DWI quality check method, handling DWI volumes with artifacts

Dear experts,

We have artifacts in some of our DWI volumes. Most of them are “spikes” causing periodical image pixel intensity modulation or even almost complete dropout of signal. Some of them are caused by rapid movement of subject, not correctable by volume-by-volume realignment.

What do you generally recommend for artifact detection and quality check of dwi data?

We currently assess the data quality by the optical inspection:
We examine data slice-by slice and when we spot a volume where some slice has artifact, we exclude completely this volume from subsequent FSL DWI preprocessing. Since the FSL and mrtrix tools process data volume-wise, it is not possible to exclude only that particular slice.
This approach is quite time consuming, subjective and maybe not sufficiently sensitive for less apparent artifacts. This also does not provide any quantitative measure of data quality.

Or, do you think that the current state-of-art tools like eddy, dwi2tensor (with iteratively reweight least squares method), dwi2response, dwi2fod are sufficiently robust for such artifacts (which would probably manifest themselves as outliers in particular model fit) so that manual exclusion of the particular volume with artifact prior to the data processing is not necessary?

I think you’ll find that the most recent version of FSL’s EDDY will do outlier rejection for you - it’ll replace your corrupted slices with their predictions. Otherwise, CSD (dwi2fod) is inherently so strongly constrained that it’s generally pretty robust to the odd outlier.

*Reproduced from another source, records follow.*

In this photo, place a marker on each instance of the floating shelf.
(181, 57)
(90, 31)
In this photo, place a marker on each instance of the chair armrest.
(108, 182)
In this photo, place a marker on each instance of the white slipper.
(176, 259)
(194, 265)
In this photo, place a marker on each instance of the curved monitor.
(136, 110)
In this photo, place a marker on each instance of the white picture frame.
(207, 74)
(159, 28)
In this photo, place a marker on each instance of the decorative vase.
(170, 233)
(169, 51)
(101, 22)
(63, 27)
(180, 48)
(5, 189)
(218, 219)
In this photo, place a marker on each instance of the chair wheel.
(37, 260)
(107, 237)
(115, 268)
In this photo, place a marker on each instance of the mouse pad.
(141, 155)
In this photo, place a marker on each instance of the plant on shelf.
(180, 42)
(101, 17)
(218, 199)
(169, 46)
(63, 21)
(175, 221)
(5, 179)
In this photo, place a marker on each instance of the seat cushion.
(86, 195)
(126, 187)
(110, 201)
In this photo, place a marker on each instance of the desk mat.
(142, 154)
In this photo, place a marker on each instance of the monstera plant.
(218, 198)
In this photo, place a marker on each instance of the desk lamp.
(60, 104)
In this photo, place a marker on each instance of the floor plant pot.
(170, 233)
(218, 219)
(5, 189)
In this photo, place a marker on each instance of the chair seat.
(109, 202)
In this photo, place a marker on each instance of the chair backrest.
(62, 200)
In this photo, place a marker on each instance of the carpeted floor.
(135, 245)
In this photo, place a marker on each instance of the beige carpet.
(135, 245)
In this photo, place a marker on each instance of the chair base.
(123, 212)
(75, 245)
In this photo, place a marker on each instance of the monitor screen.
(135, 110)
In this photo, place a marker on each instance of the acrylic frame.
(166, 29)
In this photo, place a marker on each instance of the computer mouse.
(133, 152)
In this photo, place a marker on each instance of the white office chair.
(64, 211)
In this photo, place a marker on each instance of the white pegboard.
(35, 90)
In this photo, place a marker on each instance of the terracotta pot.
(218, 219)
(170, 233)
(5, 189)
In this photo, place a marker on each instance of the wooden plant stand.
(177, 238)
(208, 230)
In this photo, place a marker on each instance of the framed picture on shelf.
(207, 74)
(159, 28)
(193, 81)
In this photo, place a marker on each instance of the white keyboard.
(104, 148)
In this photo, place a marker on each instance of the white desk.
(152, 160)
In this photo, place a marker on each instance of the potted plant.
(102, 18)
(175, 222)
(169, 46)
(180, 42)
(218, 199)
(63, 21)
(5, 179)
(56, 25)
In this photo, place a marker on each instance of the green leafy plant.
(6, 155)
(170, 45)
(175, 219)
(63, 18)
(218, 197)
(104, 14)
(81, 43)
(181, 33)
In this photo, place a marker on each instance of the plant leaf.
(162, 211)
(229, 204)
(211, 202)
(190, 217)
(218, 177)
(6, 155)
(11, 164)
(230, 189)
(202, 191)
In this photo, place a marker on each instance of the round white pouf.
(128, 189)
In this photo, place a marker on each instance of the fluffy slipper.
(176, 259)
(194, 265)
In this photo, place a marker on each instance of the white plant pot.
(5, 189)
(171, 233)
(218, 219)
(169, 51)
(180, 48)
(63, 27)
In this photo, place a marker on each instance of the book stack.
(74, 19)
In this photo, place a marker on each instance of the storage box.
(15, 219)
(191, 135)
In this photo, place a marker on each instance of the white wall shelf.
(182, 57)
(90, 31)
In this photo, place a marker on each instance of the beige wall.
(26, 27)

This is true especially for lower SNR data, when it becomes inherently more difficult to distinguish artefact from noise.

On the other hand, I expect the tensor fit (dwi2tensor) to be strongly affected by outliers, unless expressly dealt with (the log transform will tend to exaggerate signal dropout problems).

dwi2response may also be affected, but hopefully not to any great extent: outliers will hopefully not turn a non-single-fibre voxel into a single-fibre voxel, which would lead to some impact on the response - but bear in mind that with the current recommended approach, the response is estimated from the best 300 voxels, so it should tolerate the odd outlier.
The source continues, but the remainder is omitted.